それでも、俺は少女と共に眠ることさえ許されていなかった。 同じ墓に入ることどころ、死ねば……違う世界に戻るだけだ。
「君と同じ墓に入りたい」
少女を見捨てた言葉を発した。 決意も新たに立ち上がろうとするが、それが決意なのか逃避なのかも分からずにゆっくりと腰を下ろした。
少女が褒めた黒髪は、既に肩を超えて背中に近いほど伸びきっていた。 その上に薄汚れていたために、家無しと思われても仕方のないような格好だ。
そんな中、この酒場は居心地がいい。 金さえ払えば飯も酒も出てきて、とやかく言われることもない。
泥酔したとしても、せいぜいが財布をすられる程度だ。
すられる前に店主に金を馬鹿みたいに渡して、酒を持って来いと伝える。
少女は、今の俺を見たらどう思うのだろうか。 そんな考えを忘れたく、一瞬でも見捨てられる姿を考えたくもなく、もっと呆れられて、失望されるような醜態を晒し続ける。
「君と同じ墓に入りたい」
繰り返し呟いてみても、立ち上がる気力すら湧かない。
今ここで死ねば、楽になる。 もううろ覚えになってきた勉強は追いつくのが大変だろう。
友達の顔も忘れた。 代わりに、殺しと騙し、暴力を覚えて、痛みに慣れた。
だが、そんなのもまた数年したら忘れられるだろう。
死ねば、楽になる。 帰れば、楽になる。
そう思うたびに、少女を風化させていくことを望む自分が酷く汚く憎く、殺意すら湧き上がる。

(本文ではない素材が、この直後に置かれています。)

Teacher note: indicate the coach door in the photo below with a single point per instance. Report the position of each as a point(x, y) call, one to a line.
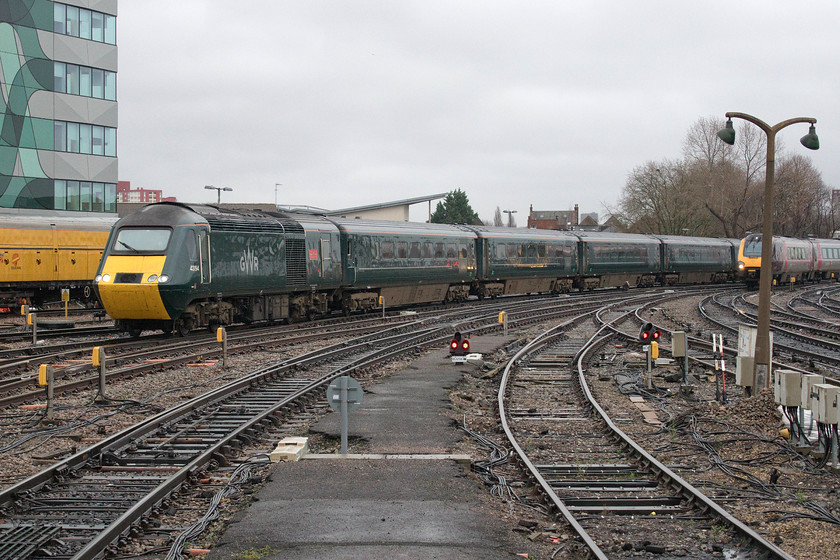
point(204, 255)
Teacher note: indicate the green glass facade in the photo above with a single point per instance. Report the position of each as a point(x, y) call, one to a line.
point(58, 108)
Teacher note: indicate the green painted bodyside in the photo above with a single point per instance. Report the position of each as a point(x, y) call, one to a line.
point(608, 257)
point(526, 258)
point(367, 267)
point(696, 258)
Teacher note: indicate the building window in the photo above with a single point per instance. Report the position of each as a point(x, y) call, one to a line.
point(85, 196)
point(85, 81)
point(84, 23)
point(89, 139)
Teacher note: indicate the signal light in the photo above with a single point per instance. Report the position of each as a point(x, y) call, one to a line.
point(649, 333)
point(459, 346)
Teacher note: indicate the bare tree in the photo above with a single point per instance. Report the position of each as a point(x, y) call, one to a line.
point(802, 200)
point(657, 198)
point(728, 180)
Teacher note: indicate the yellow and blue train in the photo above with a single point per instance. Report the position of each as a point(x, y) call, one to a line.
point(45, 251)
point(175, 267)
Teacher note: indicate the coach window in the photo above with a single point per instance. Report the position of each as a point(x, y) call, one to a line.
point(85, 193)
point(192, 248)
point(204, 248)
point(428, 252)
point(388, 250)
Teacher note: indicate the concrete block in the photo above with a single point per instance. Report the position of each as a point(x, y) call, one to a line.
point(290, 449)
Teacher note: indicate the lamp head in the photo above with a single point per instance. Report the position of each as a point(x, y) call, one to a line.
point(811, 140)
point(727, 134)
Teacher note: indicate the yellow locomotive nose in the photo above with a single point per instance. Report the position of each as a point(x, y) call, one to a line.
point(128, 287)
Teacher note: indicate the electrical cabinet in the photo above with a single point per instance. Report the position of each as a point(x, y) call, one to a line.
point(790, 387)
point(678, 344)
point(827, 412)
point(808, 381)
point(744, 375)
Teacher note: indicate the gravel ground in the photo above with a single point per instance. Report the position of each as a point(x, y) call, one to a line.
point(727, 450)
point(742, 434)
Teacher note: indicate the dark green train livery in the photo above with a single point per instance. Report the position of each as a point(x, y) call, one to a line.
point(174, 266)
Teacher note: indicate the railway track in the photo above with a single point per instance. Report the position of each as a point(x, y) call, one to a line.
point(792, 343)
point(597, 477)
point(127, 358)
point(96, 499)
point(119, 483)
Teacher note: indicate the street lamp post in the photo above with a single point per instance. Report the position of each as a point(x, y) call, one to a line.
point(218, 191)
point(510, 214)
point(762, 344)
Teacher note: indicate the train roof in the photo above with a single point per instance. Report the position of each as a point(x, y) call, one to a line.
point(382, 227)
point(611, 237)
point(496, 232)
point(691, 240)
point(178, 213)
point(26, 218)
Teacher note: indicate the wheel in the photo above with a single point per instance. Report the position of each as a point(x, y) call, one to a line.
point(183, 327)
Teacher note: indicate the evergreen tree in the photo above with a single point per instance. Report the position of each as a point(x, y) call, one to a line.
point(455, 209)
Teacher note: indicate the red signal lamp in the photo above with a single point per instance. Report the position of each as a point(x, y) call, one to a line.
point(459, 345)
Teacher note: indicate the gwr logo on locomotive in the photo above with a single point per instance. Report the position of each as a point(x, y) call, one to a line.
point(248, 262)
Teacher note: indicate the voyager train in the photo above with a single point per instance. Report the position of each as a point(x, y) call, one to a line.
point(175, 267)
point(793, 260)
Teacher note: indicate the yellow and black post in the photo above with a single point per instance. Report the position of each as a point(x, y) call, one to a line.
point(32, 319)
point(221, 337)
point(45, 379)
point(98, 360)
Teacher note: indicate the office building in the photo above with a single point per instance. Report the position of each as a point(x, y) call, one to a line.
point(58, 105)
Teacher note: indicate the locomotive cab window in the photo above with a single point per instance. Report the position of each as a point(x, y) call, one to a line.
point(146, 241)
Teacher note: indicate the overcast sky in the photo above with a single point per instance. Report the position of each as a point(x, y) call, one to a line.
point(543, 103)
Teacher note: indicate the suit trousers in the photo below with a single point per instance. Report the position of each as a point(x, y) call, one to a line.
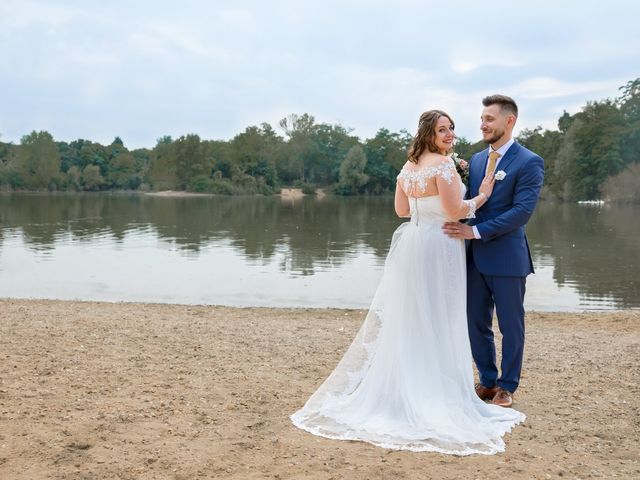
point(506, 294)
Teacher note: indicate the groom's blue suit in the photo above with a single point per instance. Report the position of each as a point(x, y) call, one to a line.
point(499, 262)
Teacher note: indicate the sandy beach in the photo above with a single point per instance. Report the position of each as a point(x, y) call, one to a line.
point(139, 391)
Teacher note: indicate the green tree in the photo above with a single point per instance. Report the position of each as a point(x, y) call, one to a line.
point(191, 160)
point(92, 179)
point(38, 160)
point(122, 171)
point(352, 176)
point(162, 172)
point(300, 149)
point(386, 153)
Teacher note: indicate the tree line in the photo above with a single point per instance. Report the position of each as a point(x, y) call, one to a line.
point(593, 154)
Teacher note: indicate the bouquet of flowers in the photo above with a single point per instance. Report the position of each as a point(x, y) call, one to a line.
point(462, 167)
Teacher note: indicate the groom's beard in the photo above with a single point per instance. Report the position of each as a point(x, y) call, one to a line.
point(497, 135)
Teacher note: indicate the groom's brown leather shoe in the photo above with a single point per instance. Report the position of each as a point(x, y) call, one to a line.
point(486, 393)
point(503, 398)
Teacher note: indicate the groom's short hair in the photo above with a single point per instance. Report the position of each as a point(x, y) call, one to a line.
point(507, 104)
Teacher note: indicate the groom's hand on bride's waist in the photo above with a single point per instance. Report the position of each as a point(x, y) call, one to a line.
point(458, 230)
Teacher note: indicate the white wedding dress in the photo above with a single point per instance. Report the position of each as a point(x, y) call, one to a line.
point(406, 382)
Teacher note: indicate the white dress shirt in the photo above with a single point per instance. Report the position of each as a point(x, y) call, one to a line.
point(502, 150)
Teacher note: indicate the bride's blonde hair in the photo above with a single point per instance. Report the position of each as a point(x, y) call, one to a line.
point(426, 135)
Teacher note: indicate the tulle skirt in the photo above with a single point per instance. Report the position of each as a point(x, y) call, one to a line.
point(406, 382)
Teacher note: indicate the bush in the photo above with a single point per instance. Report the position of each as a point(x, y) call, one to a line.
point(307, 188)
point(623, 187)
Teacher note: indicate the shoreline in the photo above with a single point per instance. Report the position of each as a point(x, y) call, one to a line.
point(136, 390)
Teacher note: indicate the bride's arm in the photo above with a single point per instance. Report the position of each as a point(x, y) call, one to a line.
point(449, 189)
point(401, 202)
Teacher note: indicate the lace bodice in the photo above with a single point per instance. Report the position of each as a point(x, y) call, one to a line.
point(427, 207)
point(414, 180)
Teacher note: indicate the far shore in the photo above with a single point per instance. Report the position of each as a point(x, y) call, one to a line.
point(151, 391)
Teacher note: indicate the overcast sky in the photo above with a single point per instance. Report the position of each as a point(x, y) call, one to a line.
point(143, 69)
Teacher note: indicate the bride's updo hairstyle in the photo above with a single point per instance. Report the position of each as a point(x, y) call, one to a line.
point(426, 135)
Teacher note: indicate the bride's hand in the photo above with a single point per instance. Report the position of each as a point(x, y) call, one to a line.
point(486, 187)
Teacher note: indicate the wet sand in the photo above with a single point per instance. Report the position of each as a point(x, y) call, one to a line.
point(137, 391)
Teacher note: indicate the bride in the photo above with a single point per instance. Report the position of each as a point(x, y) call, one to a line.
point(406, 381)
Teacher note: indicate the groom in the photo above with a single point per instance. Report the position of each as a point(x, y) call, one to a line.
point(498, 257)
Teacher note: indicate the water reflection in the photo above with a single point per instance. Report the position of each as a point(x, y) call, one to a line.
point(586, 256)
point(593, 248)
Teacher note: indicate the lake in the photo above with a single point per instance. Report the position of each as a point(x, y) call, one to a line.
point(271, 251)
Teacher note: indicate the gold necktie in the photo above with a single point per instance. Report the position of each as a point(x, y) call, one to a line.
point(493, 157)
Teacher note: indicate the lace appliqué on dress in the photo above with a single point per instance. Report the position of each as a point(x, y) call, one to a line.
point(472, 208)
point(418, 178)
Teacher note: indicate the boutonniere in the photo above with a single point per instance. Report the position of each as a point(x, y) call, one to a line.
point(462, 167)
point(500, 174)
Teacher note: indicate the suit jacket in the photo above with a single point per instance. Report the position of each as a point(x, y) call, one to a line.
point(503, 249)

少女と最後までいたら、もっと違ったのだろうか。 あの時逃げなければ……。
腐っている。 結局は自分本位で、少女の気持ちを考えられていなかっただけだ。 好きだと告げる、それを行うだけの権利は俺にはなかった。 同じ墓に入る権利も、ないだろう。
少女。 好きだ。 愛している。 そんな言葉はあまりに軽く醜く、恥知らずだ。
酒を煽って、飲み干して、飲み干して、飲み干して。 意識すらままならず、それが心地よい、
酒を飲み、意識を失う瞬間だけ寝ても醒めても考えている少女の姿をその一瞬だけは忘れられる。
忘れたく……ないのに、ただ心地よかった。
◆◆◆◆◆
目を開ける。 体を少し動かして、生きていることを確認する。
「大丈夫、ッスか?」
綺麗な少女が、エルよりも下手な敬語で俺に尋ねかけた。 見覚えのある少女だが、どうでも良い。
立ち上がって部屋の中に置かれていた直刀の短剣を手に取り、部屋の窓を蹴り割った。
「な、何やってるんスか!」
「いかないと」
駆け出した。 もう後悔はしたくなかった。